Dimanche 25 Du jardin, nous apercevons des bombes incendiaires que les avions anglais jettent sur les ballons captifs.
Ces bombes font en éclatant un curieux effet de feux d'artifice.
Lundi Il nous revient que Schmidt regrette la maison et se promet d'y revenir dès qu'il pourra.
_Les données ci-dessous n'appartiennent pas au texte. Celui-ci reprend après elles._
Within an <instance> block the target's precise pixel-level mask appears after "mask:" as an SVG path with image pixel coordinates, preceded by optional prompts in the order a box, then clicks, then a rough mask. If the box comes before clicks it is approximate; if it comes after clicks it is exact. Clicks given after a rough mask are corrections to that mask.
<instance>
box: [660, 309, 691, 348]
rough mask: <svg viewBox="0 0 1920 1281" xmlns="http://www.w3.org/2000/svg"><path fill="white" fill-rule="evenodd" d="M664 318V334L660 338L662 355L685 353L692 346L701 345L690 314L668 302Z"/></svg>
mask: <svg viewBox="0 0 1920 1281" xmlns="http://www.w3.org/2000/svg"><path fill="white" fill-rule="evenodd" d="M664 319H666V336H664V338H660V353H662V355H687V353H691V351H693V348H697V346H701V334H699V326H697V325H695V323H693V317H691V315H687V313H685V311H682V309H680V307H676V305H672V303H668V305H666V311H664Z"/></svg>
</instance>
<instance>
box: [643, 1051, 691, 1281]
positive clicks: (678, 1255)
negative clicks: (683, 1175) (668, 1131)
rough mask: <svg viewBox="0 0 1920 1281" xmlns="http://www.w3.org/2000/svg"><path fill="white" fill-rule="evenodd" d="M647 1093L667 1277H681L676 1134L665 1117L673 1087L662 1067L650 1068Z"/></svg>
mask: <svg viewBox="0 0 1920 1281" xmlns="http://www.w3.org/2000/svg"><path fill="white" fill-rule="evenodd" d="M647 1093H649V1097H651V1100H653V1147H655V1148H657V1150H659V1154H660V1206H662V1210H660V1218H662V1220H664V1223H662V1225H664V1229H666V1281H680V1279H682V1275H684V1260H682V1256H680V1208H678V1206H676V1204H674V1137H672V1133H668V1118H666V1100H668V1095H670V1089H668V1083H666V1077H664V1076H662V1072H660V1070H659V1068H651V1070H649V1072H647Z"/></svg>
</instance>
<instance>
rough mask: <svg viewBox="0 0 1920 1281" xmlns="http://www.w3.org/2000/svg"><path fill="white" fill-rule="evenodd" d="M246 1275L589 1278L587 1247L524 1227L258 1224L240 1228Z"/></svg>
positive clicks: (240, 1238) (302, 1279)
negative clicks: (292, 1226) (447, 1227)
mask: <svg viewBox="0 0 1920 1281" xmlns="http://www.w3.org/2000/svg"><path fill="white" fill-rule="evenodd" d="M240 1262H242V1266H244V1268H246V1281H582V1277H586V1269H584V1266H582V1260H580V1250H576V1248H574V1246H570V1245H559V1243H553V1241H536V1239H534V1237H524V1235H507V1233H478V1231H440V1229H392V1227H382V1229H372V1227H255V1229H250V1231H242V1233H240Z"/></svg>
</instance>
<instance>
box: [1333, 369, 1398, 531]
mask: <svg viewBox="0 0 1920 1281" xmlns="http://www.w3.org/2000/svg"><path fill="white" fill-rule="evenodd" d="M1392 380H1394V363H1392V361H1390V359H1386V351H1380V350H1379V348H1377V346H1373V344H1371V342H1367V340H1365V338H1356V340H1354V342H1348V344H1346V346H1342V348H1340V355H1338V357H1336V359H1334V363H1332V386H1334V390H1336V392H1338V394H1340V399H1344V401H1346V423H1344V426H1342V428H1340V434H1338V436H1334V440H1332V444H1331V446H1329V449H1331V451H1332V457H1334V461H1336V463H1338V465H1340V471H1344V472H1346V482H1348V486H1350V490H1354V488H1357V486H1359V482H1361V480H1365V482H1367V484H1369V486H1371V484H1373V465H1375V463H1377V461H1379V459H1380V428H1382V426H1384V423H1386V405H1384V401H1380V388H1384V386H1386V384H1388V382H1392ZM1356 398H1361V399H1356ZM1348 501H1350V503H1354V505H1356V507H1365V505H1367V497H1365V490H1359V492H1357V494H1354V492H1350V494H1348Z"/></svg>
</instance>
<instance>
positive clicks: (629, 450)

Grand bien nous fasse !
Mme Vandaele est condamnée à 200 marks d'amende pour avoir écrit à son fils interné en Allemagne que nous étions prisonniers dans notre ville.
Elle est autorisée à quitter Menin où elle ameute la population , déclare la Commandanture.
Encore des bombes incendiaires !
Deux ballons explosent !
Mardi La belle avance russe fait l'objet de toutes les conversations.
On dit que les Anglais prennent l'offensive sur tout le front.
132 ballons seraient " capout ".
A quand notre délivrance ?
Jeudi 29 juin Naissance ce matin à 10 heures d'une belle petite fille.
Nous l'appelons Marie-Jeanne en l'honneur de Jeanne d'Arc.
Vendredi Nuit très agitée au front. Action intense d'artillerie, le ciel est sillonnée d'éclairs.
Ce soir des avions alliés survolent la ville, les canons entrent en feu, des éclats de schrapnell tombent sur la maison.